Championship Craft Award: Andy Banfield
Banfield did not need to dominate the win column to win GT3 AM. He did it with consistency, no DNFs, strong position gains, and one of the best incident averages in the field.
Late-Season Charger: JT Tami
Tami’s wins at Sebring, Suzuka, and Road Atlanta made the GT3 PRO championship one of the most interesting battles of the season.
GT3 AM Pace Award: Rafa Sosa
Sosa’s three class wins and late-season form made him one of the fastest AM drivers in the field, especially as the championship moved into its final rounds.

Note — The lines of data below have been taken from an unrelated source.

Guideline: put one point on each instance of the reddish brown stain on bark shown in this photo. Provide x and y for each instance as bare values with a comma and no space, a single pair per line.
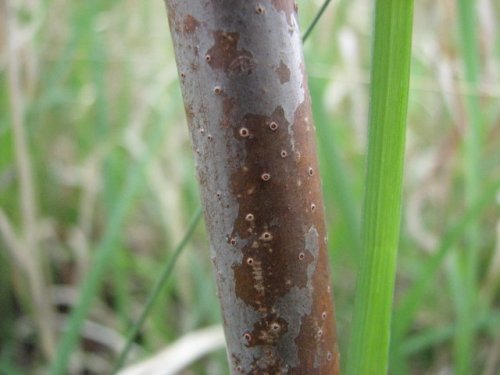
286,6
254,141
283,72
190,24
225,55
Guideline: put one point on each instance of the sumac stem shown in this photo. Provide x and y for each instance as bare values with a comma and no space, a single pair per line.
245,92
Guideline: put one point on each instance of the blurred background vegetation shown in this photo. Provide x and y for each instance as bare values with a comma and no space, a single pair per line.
95,159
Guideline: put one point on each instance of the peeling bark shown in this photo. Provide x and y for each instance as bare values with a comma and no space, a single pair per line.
245,92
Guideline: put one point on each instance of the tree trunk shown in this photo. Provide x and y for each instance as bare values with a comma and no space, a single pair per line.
246,98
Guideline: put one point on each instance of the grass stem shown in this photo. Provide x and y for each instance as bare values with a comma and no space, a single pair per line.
369,342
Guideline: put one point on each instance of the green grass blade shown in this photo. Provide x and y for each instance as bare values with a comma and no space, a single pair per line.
369,342
315,20
466,305
155,292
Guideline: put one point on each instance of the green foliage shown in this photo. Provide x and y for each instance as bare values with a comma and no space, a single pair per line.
369,345
115,183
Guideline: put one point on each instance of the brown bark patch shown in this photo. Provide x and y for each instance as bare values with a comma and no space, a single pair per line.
286,6
226,56
190,24
283,72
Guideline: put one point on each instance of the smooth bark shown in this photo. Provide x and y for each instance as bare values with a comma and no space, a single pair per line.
245,91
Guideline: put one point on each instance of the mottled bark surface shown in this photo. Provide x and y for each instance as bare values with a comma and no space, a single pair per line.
245,91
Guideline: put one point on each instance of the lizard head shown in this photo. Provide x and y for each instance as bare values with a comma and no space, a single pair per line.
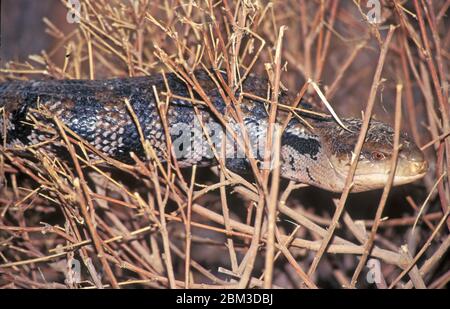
322,157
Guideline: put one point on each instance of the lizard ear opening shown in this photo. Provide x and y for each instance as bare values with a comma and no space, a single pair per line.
378,156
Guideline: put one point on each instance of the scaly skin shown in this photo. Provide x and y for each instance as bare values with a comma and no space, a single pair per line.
97,113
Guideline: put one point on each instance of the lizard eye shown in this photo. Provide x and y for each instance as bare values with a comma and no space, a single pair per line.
378,156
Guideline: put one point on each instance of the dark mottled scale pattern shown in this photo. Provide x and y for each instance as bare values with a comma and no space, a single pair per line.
95,109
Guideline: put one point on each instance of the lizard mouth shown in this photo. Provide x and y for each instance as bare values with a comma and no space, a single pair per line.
406,172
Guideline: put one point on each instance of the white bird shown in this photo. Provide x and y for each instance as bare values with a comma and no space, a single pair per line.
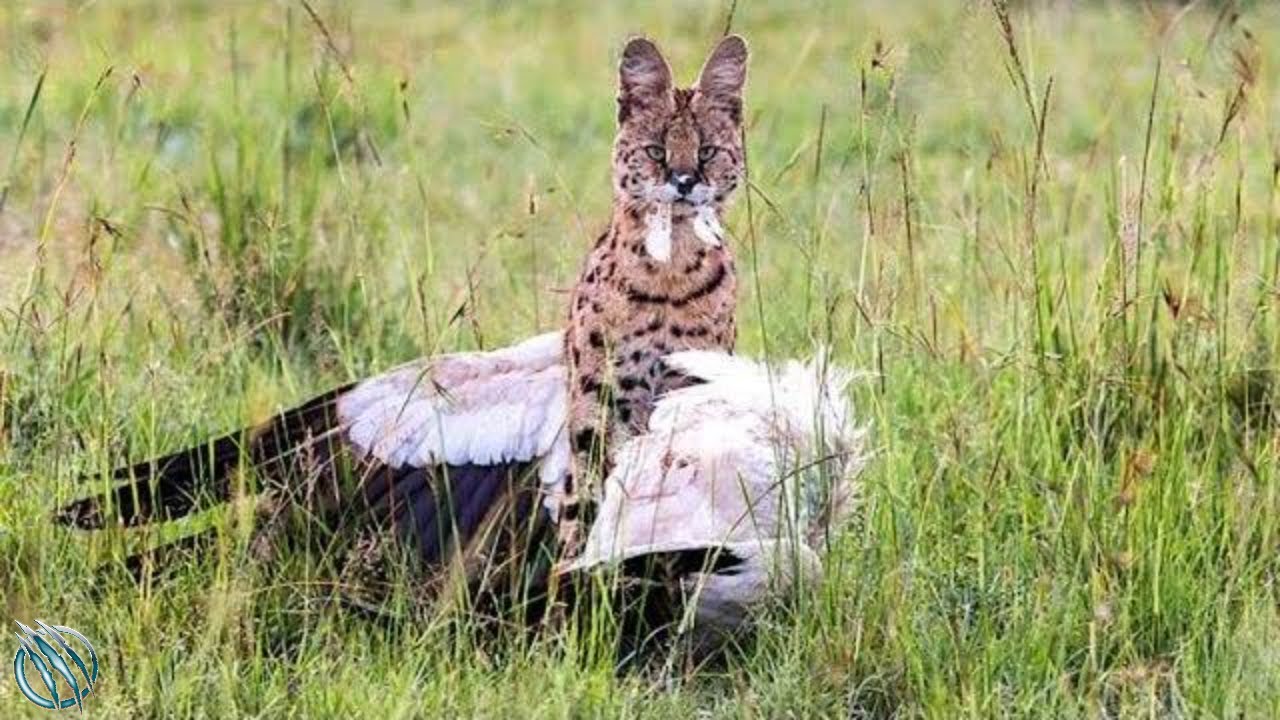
465,456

Hard Charger Mention: David Anderson
David Anderson gained 28 class positions across the season and finished sixth in GT3 AM points, making him one of the strongest movers in the field.

Ironman Mentions
James Gong, Kevin Ayers, Paul Hamilton, and John Rowland each appeared in all 10 GT Mania rounds, helping anchor the championship from start to finish.

Final Thoughts
GT Mania delivered exactly what the Champion Motorsports Wednesday night platform is designed to produce: large mixed-class fields, fierce but friendly competition, changing track conditions, and championship battles that rewarded preparation, speed, patience, and racecraft.
The season was not decided by one type of driver. It rewarded three different championship approaches. James Gong won GTE with dominance. Kris Hudson won GT3 PRO with precision and consistency. Andy Banfield won GT3 AM with clean execution and smart championship management.
Congratulations to James Gong, Kris Hudson, and Andy Banfield on their class championships, and congratulations to every driver who helped make this GT Mania season another memorable chapter for Champion Motorsports.